There are likely ways to improve the code further, especially when dealing with mixed input: when decoding into a char[]
turning String.decodeASCII
into an intrinsic that fuses hasNegatives
+ inflate
could makes sense since we don’t really have to bail out and restart when we find a negative byte
. But this enhancement is great progress already, so I have resisted the temptation to reach for an additional gain. At least until the dust has settled a bit.
Real world implications?
One user approached me about testing this out in one of their application, since they had seen heavy use
of decodeArrayLoop
in their profiles. After building the OpenJDK PR from source, they could test out the
patch before it was even integrated - and reported back reductions in total CPU use around 15-25%!
But… it turned out I/O was often the bottleneck in their setup. So while CPU savings were significant those didn’t translate into a throughput improvement in many of their tests. YMMV: Not all I/O is shaped the same way, and the optimization could have positive effects on latency.
In the end I think the user in question seemed quite happy with the CPU reduction alone, even if it didn’t improve their throughput much. If nothing else this should translate into power and cost savings.
Acknowledgements
I’d like to especially thank Tobias Hartmann for helping out with many of the questions I had when writing this post. I also owe a debt of gratitude to him alongside Vivek Deshpande, Vladimir Kozlov, and Sandhya Viswanathan for their excellent work on these HotSpot intrinsics that I here was merely able to leverage in a few new places. Also thanks to Alan Bateman and Naoto Sato for reviewing, discussing and helping get the PR integrated, and to David Delabassee for a lot of editorial suggestions.
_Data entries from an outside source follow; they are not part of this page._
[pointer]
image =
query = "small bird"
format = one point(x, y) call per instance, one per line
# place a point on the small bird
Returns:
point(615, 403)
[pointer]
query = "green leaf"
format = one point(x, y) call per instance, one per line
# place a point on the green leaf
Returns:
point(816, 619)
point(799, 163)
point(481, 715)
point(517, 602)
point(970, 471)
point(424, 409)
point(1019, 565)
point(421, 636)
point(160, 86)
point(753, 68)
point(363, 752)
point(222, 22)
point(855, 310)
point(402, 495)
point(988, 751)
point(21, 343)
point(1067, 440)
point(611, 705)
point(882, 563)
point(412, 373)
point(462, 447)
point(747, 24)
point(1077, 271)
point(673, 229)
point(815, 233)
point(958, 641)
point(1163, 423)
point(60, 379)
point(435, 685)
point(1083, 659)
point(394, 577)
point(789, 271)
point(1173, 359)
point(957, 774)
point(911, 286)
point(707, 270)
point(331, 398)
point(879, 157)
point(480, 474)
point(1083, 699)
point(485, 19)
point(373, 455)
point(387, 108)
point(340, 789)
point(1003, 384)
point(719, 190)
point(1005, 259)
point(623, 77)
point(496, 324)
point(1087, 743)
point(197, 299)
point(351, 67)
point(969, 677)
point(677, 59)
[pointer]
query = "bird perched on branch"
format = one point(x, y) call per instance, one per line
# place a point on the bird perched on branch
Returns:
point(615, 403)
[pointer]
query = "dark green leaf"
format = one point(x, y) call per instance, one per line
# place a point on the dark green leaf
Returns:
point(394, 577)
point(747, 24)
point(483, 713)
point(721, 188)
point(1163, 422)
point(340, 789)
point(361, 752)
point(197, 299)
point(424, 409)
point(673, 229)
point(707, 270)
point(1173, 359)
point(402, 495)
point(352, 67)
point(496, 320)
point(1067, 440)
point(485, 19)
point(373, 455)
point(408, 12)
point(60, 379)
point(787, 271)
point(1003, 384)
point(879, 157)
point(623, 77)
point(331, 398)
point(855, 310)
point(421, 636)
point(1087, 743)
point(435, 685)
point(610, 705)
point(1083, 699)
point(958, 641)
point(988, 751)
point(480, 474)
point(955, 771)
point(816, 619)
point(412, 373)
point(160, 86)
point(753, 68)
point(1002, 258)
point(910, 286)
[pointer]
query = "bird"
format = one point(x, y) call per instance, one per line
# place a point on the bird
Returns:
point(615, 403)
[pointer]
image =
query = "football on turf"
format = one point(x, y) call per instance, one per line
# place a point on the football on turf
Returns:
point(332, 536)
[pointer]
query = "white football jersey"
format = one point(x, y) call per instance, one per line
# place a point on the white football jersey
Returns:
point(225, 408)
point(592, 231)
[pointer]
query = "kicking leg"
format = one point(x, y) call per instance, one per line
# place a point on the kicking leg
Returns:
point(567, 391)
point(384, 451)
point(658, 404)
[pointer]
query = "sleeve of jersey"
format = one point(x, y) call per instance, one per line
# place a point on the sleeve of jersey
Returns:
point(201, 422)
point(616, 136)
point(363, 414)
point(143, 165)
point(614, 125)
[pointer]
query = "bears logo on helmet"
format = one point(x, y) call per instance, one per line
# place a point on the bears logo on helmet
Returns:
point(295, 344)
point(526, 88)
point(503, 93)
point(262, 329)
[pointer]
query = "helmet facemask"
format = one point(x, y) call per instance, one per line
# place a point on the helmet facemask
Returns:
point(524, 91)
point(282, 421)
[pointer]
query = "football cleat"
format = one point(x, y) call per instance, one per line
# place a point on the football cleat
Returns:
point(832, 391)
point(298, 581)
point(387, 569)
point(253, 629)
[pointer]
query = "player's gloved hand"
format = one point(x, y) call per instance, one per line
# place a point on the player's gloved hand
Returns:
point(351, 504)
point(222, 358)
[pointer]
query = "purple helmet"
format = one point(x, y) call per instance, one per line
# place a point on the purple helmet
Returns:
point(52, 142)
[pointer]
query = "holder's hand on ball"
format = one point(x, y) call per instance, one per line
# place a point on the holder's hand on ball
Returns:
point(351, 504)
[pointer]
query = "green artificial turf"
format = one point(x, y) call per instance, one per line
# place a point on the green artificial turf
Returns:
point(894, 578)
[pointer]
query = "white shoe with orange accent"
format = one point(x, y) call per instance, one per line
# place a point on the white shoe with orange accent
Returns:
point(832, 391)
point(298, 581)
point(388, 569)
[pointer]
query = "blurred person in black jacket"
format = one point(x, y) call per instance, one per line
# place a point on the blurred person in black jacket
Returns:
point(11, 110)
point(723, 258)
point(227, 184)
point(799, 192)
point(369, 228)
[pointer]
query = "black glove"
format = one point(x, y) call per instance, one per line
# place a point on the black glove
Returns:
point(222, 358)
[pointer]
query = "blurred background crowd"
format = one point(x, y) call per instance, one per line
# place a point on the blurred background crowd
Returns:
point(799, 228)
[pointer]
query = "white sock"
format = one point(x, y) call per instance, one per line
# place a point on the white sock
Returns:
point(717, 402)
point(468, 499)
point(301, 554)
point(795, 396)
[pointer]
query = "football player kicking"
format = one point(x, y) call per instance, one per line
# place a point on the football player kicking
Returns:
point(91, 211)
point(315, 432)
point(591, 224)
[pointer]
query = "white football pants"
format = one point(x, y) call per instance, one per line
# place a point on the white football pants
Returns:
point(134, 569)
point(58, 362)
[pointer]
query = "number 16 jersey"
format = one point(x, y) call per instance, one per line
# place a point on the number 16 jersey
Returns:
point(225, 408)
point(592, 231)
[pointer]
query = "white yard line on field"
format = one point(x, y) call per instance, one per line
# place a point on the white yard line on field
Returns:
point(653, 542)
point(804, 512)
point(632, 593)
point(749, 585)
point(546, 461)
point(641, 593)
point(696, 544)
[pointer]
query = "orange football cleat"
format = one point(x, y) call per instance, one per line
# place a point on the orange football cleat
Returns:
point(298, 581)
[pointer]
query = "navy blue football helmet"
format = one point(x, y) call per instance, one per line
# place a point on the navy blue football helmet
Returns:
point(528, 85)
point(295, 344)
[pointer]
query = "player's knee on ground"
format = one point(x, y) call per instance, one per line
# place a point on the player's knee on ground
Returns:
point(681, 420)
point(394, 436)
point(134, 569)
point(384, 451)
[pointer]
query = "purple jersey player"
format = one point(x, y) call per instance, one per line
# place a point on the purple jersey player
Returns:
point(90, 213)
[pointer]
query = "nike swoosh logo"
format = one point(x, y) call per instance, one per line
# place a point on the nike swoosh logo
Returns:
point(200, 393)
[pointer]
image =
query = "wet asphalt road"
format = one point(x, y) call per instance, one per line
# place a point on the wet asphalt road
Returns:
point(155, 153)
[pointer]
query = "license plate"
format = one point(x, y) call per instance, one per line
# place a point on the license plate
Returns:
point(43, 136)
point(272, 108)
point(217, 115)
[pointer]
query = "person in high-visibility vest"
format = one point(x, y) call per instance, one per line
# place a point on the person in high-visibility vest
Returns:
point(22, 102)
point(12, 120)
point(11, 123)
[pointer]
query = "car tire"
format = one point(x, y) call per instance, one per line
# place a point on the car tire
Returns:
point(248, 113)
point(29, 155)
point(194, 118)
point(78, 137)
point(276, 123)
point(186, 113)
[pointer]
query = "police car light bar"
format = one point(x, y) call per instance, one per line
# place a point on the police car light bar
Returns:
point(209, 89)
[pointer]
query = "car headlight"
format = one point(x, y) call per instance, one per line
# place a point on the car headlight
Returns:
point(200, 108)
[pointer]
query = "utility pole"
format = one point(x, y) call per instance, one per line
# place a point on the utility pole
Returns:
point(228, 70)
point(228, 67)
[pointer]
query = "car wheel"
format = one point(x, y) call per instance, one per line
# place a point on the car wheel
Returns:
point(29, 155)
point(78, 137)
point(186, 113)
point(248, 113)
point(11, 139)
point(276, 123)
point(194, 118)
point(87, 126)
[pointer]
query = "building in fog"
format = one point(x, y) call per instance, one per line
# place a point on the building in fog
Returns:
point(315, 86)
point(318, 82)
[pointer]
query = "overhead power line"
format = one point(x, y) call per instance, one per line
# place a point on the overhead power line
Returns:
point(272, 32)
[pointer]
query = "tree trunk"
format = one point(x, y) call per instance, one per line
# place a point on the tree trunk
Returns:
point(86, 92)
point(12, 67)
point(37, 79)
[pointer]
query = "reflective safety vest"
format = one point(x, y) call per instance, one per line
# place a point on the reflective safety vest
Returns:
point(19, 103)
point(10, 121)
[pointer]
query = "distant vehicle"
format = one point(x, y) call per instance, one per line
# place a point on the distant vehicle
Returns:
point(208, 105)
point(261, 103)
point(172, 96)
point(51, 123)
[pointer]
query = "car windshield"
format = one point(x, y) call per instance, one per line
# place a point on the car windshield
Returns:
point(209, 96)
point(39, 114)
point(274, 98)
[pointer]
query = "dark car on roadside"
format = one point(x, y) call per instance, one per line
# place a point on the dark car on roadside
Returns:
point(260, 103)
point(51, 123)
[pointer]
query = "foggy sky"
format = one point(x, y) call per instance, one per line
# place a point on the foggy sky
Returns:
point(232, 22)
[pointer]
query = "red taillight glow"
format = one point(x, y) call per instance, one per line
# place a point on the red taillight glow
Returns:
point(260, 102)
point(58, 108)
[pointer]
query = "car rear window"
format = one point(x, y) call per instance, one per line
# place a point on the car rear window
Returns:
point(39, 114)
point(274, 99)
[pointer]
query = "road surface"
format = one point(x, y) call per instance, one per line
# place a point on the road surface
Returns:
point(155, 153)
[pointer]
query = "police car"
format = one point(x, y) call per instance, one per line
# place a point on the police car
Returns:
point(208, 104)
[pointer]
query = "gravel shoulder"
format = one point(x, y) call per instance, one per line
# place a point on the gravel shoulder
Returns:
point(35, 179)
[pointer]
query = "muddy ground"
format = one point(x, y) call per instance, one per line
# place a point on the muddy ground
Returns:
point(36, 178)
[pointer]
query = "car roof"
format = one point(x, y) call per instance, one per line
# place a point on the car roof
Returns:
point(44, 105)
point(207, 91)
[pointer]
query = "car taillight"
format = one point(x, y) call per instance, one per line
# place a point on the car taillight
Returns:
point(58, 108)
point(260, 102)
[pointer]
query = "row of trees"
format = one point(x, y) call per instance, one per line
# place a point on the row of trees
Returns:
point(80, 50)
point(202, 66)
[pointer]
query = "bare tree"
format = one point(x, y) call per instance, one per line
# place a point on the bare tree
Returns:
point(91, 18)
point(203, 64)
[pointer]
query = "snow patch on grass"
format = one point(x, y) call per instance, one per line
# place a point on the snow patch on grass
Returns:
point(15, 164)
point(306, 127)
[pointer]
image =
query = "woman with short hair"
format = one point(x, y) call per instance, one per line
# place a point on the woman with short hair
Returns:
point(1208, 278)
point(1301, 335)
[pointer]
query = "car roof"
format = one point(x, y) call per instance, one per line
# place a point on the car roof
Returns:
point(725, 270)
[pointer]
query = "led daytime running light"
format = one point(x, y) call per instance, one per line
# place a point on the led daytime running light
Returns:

Appendix: Internals of a C2 intrinsic
I was curious to find out if my reading of the disassembly made sense, but couldn’t find my way around. The C2 code is tricky to find your way around, mainly due heavy reliance on code generation, but Tobias Hartmann - who I believe wrote much of this particular intrinsic - was kind enough to point me to the right place: C2_MacroAssembler::has_negatives
.
This is the routine that emits x86 assembler custom-built to execute this particular piece of Java code as quickly as possible on the hardware at hand. If you studied that code you’d find the macro assembler used to emit the hot piece code I found when profiling above at line 3408:
movl(tmp1, 0x80808080); // create mask to test for Unicode chars in vector
movdl(vec2, tmp1);
vpbroadcastd(vec2, vec2, Assembler::AVX_256bit);
bind(COMPARE_WIDE_VECTORS);
vmovdqu(vec1, Address(ary1, len, Address::times_1));
vptest(vec1, vec2);
jccb(Assembler::notZero, TRUE_LABEL);
addptr(len, 32);
jcc(Assembler::notZero, COMPARE_WIDE_VECTORS);
Not without its’ quirks, but a bit more higher level and somewhat readable.